Foto-gerçekçi resimlere ilk, “acaba yapabilir miyim?” diyerek başladım. Çok fazla sanatçı paleti inceledim. Kullandıkları renkleri, fırçaların numaralarını, kıl boyutu, tuval bezinin dokusu gibi önemli detayları inceledim. Deneyip gördükten sonra kendimi bu şekilde geliştirdim. İlk etapta zor gibi gelse de o işi sevdikten sonra zorluk ortadan kalkıyor ve üretim süreci bu şekilde ilerliyor.

Aslında lisans ve yüksek lisans eğitimini seramik üzerine yaptın. Resme geçiş nasıl oldu, yoksa derinlerde bir yerde hep resim aşkı mı vardı?
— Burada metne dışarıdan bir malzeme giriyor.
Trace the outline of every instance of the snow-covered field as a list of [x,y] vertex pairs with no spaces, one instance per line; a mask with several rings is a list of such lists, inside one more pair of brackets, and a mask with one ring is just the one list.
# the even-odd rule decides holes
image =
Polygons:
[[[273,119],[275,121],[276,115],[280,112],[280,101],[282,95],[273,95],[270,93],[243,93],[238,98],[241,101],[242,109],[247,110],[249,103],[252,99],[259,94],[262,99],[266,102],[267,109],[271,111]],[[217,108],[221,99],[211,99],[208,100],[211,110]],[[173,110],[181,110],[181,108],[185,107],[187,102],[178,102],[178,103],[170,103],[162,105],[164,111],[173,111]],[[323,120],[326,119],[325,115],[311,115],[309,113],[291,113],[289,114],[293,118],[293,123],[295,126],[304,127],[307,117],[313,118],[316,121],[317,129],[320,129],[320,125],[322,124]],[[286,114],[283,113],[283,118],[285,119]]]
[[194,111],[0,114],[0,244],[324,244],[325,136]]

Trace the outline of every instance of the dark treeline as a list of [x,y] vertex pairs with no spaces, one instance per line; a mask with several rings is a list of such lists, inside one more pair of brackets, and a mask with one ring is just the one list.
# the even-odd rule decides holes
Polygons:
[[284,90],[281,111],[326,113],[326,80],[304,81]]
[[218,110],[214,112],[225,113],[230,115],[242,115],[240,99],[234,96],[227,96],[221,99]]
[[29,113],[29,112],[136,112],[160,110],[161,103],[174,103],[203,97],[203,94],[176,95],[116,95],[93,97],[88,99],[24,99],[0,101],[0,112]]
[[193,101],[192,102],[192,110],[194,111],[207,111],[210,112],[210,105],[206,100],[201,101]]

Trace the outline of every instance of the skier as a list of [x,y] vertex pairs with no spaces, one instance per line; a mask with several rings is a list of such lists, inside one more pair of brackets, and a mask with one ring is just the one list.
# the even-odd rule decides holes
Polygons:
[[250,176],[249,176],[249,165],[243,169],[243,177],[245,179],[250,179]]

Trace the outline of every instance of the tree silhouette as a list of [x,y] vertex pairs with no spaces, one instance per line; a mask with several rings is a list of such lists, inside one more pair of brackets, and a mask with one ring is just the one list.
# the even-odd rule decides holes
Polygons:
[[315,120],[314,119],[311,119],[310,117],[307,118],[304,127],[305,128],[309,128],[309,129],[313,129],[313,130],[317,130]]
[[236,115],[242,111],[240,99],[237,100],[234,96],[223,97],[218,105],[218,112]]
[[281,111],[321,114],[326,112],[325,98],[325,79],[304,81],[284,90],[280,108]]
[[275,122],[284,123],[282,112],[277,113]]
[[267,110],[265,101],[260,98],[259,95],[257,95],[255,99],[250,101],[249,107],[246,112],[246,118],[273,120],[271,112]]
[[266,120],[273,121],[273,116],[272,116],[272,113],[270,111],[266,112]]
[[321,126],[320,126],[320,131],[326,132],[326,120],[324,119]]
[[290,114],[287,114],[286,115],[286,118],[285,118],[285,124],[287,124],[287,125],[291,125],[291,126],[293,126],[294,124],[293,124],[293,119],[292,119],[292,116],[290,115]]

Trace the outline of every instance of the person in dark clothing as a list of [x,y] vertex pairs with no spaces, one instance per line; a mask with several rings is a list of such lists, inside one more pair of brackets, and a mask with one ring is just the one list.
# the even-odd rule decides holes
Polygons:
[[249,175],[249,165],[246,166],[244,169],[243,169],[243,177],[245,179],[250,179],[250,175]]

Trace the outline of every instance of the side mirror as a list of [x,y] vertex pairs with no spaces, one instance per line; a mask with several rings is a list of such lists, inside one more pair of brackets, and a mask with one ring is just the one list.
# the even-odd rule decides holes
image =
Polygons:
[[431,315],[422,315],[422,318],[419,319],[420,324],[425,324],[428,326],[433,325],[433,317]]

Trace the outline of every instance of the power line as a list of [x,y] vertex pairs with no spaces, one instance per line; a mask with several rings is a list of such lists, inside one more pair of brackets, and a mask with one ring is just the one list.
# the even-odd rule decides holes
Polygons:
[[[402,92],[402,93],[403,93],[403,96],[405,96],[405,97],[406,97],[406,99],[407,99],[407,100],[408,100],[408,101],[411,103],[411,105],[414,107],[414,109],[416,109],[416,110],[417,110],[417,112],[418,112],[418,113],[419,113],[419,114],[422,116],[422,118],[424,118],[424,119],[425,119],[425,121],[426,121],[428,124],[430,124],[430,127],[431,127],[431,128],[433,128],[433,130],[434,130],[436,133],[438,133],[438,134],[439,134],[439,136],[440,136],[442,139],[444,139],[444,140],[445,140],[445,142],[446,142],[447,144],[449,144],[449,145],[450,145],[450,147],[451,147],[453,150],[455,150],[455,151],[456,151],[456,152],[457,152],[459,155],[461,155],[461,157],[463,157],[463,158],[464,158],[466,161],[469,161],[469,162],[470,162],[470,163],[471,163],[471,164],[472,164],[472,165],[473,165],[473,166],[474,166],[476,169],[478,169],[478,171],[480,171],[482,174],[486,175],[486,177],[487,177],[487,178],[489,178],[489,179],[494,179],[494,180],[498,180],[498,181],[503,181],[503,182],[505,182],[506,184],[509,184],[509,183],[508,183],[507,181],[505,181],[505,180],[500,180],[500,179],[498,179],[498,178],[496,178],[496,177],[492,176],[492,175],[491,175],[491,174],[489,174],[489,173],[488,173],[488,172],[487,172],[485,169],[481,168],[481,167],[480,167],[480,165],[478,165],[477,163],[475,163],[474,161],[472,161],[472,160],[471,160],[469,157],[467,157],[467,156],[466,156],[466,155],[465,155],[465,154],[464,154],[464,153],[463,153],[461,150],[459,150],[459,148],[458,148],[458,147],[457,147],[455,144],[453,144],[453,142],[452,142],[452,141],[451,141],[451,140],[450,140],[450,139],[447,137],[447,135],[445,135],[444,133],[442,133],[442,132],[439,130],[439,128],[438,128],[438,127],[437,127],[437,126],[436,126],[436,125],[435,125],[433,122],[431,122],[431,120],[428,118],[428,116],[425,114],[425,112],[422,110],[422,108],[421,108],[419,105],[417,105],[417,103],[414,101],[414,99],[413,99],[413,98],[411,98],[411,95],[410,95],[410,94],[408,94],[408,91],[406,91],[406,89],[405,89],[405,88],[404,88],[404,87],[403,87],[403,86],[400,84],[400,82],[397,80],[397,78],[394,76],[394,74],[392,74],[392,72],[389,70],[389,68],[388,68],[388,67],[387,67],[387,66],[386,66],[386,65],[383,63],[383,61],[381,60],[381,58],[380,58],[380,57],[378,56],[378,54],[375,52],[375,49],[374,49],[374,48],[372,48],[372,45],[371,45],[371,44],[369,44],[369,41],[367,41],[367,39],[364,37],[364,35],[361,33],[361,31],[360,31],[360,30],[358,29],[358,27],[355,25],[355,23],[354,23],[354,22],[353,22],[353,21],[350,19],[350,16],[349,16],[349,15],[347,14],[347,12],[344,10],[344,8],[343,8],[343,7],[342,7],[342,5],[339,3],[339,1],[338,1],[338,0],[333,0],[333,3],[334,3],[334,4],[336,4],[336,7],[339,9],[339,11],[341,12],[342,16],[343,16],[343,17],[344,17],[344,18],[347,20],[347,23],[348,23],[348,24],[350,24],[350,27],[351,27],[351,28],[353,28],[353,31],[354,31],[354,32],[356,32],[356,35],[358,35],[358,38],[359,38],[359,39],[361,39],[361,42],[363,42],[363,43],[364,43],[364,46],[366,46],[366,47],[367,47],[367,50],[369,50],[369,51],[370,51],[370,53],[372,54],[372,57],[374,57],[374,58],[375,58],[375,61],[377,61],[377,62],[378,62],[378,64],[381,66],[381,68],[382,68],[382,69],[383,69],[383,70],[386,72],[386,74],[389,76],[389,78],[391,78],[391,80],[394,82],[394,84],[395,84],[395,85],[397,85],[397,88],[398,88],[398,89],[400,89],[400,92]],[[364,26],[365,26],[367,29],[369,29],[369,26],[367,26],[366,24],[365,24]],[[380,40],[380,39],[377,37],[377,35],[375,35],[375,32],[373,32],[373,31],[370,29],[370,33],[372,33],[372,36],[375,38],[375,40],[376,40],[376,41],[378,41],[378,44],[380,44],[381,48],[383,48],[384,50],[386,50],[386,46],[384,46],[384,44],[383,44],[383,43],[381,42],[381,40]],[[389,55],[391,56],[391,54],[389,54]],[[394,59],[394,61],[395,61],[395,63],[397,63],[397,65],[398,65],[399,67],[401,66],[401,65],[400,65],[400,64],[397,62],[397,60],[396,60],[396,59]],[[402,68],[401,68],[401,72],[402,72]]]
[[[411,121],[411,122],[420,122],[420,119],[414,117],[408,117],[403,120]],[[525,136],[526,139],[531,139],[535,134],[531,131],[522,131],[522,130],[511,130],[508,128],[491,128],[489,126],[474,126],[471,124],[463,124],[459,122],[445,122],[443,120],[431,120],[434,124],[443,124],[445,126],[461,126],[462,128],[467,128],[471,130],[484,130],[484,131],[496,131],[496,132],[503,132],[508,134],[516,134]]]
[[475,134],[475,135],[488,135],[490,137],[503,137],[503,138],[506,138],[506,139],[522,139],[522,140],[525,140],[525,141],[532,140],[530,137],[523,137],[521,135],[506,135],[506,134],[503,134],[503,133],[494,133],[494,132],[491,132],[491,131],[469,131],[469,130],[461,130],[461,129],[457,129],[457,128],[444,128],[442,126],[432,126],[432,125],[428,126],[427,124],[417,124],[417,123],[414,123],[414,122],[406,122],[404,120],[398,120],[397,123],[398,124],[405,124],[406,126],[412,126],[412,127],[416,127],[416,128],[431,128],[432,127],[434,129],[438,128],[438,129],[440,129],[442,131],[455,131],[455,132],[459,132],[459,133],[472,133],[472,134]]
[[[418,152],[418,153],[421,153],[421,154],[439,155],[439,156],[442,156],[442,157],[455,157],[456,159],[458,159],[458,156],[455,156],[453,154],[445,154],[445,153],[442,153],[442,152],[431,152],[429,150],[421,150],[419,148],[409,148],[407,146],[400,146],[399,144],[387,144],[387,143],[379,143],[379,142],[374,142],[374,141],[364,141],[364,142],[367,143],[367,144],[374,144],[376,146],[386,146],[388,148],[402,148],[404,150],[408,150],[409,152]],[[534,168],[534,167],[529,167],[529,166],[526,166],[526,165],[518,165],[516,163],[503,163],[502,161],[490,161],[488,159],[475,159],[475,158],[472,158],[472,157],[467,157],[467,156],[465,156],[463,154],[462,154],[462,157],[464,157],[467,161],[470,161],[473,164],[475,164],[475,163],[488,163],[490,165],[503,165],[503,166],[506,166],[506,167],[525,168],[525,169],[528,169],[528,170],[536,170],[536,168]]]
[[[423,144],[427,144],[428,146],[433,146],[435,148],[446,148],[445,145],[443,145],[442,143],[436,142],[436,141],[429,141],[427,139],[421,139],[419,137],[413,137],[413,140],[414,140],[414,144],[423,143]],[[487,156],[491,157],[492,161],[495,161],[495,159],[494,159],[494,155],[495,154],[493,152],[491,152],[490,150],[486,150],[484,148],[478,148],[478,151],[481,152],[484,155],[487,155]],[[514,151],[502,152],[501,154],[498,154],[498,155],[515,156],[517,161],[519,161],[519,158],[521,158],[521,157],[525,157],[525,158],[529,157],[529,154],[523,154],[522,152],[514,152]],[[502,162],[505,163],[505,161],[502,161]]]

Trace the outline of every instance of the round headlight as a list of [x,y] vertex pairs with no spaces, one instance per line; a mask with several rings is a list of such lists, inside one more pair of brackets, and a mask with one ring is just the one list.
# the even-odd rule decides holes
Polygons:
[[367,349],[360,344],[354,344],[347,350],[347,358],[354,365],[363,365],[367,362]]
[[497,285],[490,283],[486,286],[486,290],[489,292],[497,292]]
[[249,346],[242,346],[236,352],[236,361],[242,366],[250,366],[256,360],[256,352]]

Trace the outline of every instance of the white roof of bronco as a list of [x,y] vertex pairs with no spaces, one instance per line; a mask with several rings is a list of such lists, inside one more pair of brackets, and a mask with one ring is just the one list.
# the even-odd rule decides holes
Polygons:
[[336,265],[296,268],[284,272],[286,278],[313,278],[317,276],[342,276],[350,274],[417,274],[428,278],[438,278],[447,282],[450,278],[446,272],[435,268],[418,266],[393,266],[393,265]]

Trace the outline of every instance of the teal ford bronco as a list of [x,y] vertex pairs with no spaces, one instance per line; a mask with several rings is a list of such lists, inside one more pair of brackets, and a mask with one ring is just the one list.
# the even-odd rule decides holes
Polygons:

Geçenlerde ilkokul birinci sınıf defterimi karıştırırken şuna denk geldim; Resim yap, Resim yap ve yine Resim yap… Bunu sayfalarca yazdığımı fark ettim. Demek ki bilinçaltımda bu şekilde yer edindi. İlkokul dönemimde babamın bana yaptığı resimler hep güzel gelirdi. Ondan kaynaklı bende resim yapmaya başladım. İlkokul ve ortaokulda yaptığım resimler öğretmenlerim tarafından hep sınıf panosuna ya da okulun panosuna asılırdı. Böyle olunca ben daha çok resim yapmaya başladım ve resim yaptıkça da mutlu oluyordum. Ortaokuldayken sınıf öğretmenimiz bizlere, “ileride hangi mesleği yapmak istiyorsunuz” konulu bir kompozisyon yazmamızı istemişti. Ben oraya iki şey yazmıştım. İlki futbolcu olmak, ikincisi ressam olmaktı… Dokuz yıl amatör olarak bazı kulüplerde futbol oynadım. Daha sonra futbolu bırakıp resme yöneldim. Mersin Üniversitesi Güzel Sanatlar Fakültesi Seramik Bölümü’nü kazandım. Bu sırada yolum Ahmet Yeşil ile kesişti. Bu benim dönüm noktam oldu diyebilirim. Ahmet Yeşil’in benim üzerimde tarif edilemeyecek kadar emeği vardır. Desteğini benden hiç esirgememiştir… Ne kadar resim bölümüne geçmeyi istesemde sürekli önüme engeller çıkıyordu. Buda beni daha çok hırslandırmıştı. Üniversitede seramik eğitimi alırken diğer yandan evimin odasında resim yarışmalarına hazırlanıyordum. Katıldığım ilk resim yarışmasında Ahmet hocamın bana verdiği tuvale resim yapmıştım ve o resimle de ödül almıştım. Bunun bendeki yeri çok özeldir. Hala o resmi saklarım. Ne kadar satın almak isteyen kişiler olduysa, kimseye veremedim. Bazı şeylerin manevi değeri, maddi değerden daha ağırdır. Bir sonraki yıl yine bir resim yarışmasına katılmıştım. Yine tuvalimi Ahmet hocam vermişti. Ve yine ondan da ödül almıştım. O resimde hala bende duruyor. Keşke her insanın hayatına böyle derinden dokunan ve o kişiyi özel hissettiren birisi olsa diyorum. Ahmet Yeşil ile beraber yurtiçi-yurtdışı sergilere, sempozyumlara gidiyoruz. Bizleri oradaki sanat ortamıyla tanıştırıyor. Şunu çok rahat bir şekilde söyleyebilirim ki, bana göre Ahmet Yeşil kendi döneminin en büyük sanatçısıdır! Ben de böyle bir ustanın yanında yer aldığımdan dolayı çok onur duyuyorum.

 

Hasan Basri İnan, "Aşık Veysel'', 2021, tuval üzerine yağlıboya ve akrilik, 150x110 cm.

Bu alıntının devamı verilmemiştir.